Quando a queda da libido é doença
Queixa muito comum nos consultórios de ginecologia, a diminuição do desejo sexual, principalmente em relacionamentos estáveis, atinge em média 40% das mulheres Por Renata Jordão
Ainda é tabu para muitas mulheres falar sobre satisfação sexual. Pesquisas mostram que, aproximadamente, 10% das mulheres admitem possuir diminuição progressiva do desejo sexual, mas especialistas revelam que estes dados podem ser bem maiores. "Inúmeras pacientes não se sentem à vontade para comentar sobre sua sexualidade com o ginecologista, ou por não terem sido sequer questionadas a respeito ou por não terem conhecimentos sobre o assunto, acostumando- se a situações de falta de desejo", afirma a ginecologista especializada em sexualidade humana, Flávia Fairbanks.

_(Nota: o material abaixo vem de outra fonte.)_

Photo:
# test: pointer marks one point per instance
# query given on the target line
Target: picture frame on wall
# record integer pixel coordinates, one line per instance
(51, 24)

A diminuição da libido conforme a idade é comum. "Cerca de 30 a 40% das mulheres sofrem ou vão sofrer disso", diz o ginecologista César Eduardo Fernandes. e os principais sintomas são prejuízo na gratificação sexual e queixa espontânea do ato. Mas Fernandes reforça que é importante avaliar a relação como um todo, e não somente se teve orgasmo ou não.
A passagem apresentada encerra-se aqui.